On the other hand in context of CRMs, helpdesks and other things that have to process received emails and then show them in web interface this gets hairy because escaping on output while correctly handling variously weird or outright broken input is non-trivial. For example every helpdesk solution I've seen gets confused by some combination of nested MIME (ie. email with attachments forwarded with additional attachments) and notionally non-text email bodies (ie. bounces from Postfix).
[Edit: and in this case storing whatever was on input without any transformations and sanitisations enables you to recover the content WHEN (not if) the breakage occurs, by either manually examining the input or, in the email case, importing it into desktop MUA. I even had once to do this with message that was unreadable in otherwise surprisingly well-behaving gmail's web interface]
my view would be 'escape on output' is always better, regardless. there may be reasons I'd want to keep it in there - for analysis, to prove someone was trying to be malicious, or perhaps to demonstrate there's actually a real problem getting past some input mechanisms.

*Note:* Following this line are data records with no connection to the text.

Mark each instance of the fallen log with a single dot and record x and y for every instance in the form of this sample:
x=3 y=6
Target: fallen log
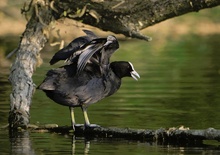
x=163 y=136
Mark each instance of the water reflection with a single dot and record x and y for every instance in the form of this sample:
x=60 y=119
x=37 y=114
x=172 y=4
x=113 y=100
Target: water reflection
x=40 y=143
x=21 y=143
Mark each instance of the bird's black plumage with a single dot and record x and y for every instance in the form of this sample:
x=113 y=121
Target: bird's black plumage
x=74 y=46
x=89 y=77
x=64 y=86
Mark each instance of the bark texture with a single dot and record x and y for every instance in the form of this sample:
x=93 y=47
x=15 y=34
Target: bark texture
x=173 y=135
x=27 y=58
x=126 y=17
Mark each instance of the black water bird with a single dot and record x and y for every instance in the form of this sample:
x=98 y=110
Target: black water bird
x=89 y=77
x=64 y=86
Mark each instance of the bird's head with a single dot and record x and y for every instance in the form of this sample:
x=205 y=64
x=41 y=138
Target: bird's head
x=111 y=43
x=124 y=69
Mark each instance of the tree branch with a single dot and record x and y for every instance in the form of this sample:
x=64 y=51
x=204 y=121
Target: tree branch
x=125 y=16
x=171 y=135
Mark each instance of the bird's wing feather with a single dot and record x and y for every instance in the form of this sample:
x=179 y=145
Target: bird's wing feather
x=86 y=55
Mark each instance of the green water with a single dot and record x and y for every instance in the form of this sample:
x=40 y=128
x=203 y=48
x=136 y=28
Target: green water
x=179 y=85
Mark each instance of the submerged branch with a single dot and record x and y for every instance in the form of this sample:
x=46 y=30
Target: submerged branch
x=162 y=135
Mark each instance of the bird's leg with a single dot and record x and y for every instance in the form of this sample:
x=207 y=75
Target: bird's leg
x=87 y=123
x=84 y=109
x=72 y=117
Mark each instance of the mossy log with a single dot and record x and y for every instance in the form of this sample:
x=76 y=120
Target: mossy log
x=178 y=135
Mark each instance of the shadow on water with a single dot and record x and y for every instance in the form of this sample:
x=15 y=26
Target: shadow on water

However, the 'defender' in me can think of a situation where this would be good:
Input filtering mechanisms have improved to deal with new attacks/problems, but old data is not 'new input', so you'd apply the updated algorithms to existing data.
I guess my thinking is that should be part of the upgrade or update process - whenever antiXSS rules are changed, they are applied at that time. It's having this button there as if it's something you'd run for periodic maintenance that seems insane.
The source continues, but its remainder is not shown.